The current level of write-offs, in insurance expenses and capital losses, are over $10 billion, though the agency promises to assess more if the industry does not continue to provide funding for the corporates the agency now manages. This upfront expensing of unknowable future losses will reduce lending in thousands of credit unions as well as constrain their share growth. Millions of members needing billions of loans will not have this option available because of the decline of capital ratios and unplanned expenses.
The solution mandated by NCUA undermines the critically important counter-cyclical financial and public policy roles credit unions were designed to play.
As an alternative, if credit unions were to grow at 8% per year for 2009 and the next five years and pay a premium of 10 to 20 basis points of insured savings, then that minor operating expense for each credit union would generate from $4.8 billion to $9.7 billion in NCUSIF income all by itself. When combined with fund earnings and from the spread income on the “troubled assets,” hundreds of millions if not billions more in collective capital would be available as well. This expense contingency is one all credit unions could plan for and more easily afford without restricting current operations.
What's To Be Done?
The energy generated by the corporate conservatorships and credit unions' desire to continue meeting member needs has left many managers and boards resigned, adrift, or desperate. We believe the solution to regaining counter-cyclical momentum is to use the very essence of what makes credit unions successful—collective action.

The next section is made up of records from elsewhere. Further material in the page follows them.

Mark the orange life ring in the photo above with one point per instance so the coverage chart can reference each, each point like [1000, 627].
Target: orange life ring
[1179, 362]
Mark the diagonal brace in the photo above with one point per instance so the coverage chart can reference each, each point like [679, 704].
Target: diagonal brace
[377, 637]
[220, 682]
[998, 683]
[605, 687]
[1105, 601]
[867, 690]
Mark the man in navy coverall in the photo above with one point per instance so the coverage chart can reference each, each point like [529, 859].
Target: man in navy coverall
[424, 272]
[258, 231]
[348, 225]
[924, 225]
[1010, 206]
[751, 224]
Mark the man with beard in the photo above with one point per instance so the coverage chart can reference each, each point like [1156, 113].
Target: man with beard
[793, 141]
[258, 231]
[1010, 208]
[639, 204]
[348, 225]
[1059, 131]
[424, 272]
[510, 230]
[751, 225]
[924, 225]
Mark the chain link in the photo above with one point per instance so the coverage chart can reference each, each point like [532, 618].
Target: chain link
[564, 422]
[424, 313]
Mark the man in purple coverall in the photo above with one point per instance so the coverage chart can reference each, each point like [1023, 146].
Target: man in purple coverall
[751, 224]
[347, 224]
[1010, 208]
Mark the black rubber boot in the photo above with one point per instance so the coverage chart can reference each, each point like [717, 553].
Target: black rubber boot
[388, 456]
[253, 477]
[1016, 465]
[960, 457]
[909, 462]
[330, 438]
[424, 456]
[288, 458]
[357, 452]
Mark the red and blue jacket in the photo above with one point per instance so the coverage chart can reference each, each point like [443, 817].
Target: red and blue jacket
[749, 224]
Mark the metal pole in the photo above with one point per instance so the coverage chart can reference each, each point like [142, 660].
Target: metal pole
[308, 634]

Callahan's, after discussions with numerous credit unions, has designed and launched a new web site for the movement called Credit Unions Rising.
The objective of the site is to amplify each credit union’s voice about the future design of the credit union model in three ways:
Present education, analysis, and data information about critical issues affecting all system participants and the system’s future architecture. While the spotlight is on corporates for the next 6 to 12 months, decisions about the corporate system will affect every organization. Site information will be provided by both Callahan's and those who choose to participate.
Discuss action options among peers as well as all who have a stake in the system, that is, regulators, trade associations, the press, Congress, other credit unions, and the corporates. Instant messaging capability via email will be available.
Support of site content as well as special actions that participants may wish to see happen via pleges.
Natural person credit unions hold the ultimate power in the multi-tiered credit union system. While all other organizations have important roles and capabilities, without natural person success and support, no entity, not even a regulator, will thrive.
The nation’s economic crisis will require transformations resulting from governmental actions, not to mention new market realities. To influence these changes, credit unions must use the very capabilities, albeit in a new form, that were the source of every credit union’s founding. Committed individuals must join together to inform and learn from each other, speak with common purpose, and act to influence the direction of critical events.
Cooperative action is every credit union’s “key success factor” and also the means by which every corporate, CUSO, trade association, and even credit vendor has been able to succeed as part of the movement. Joining together is also the way to transform the formal powers of regulators into collaborative solutions.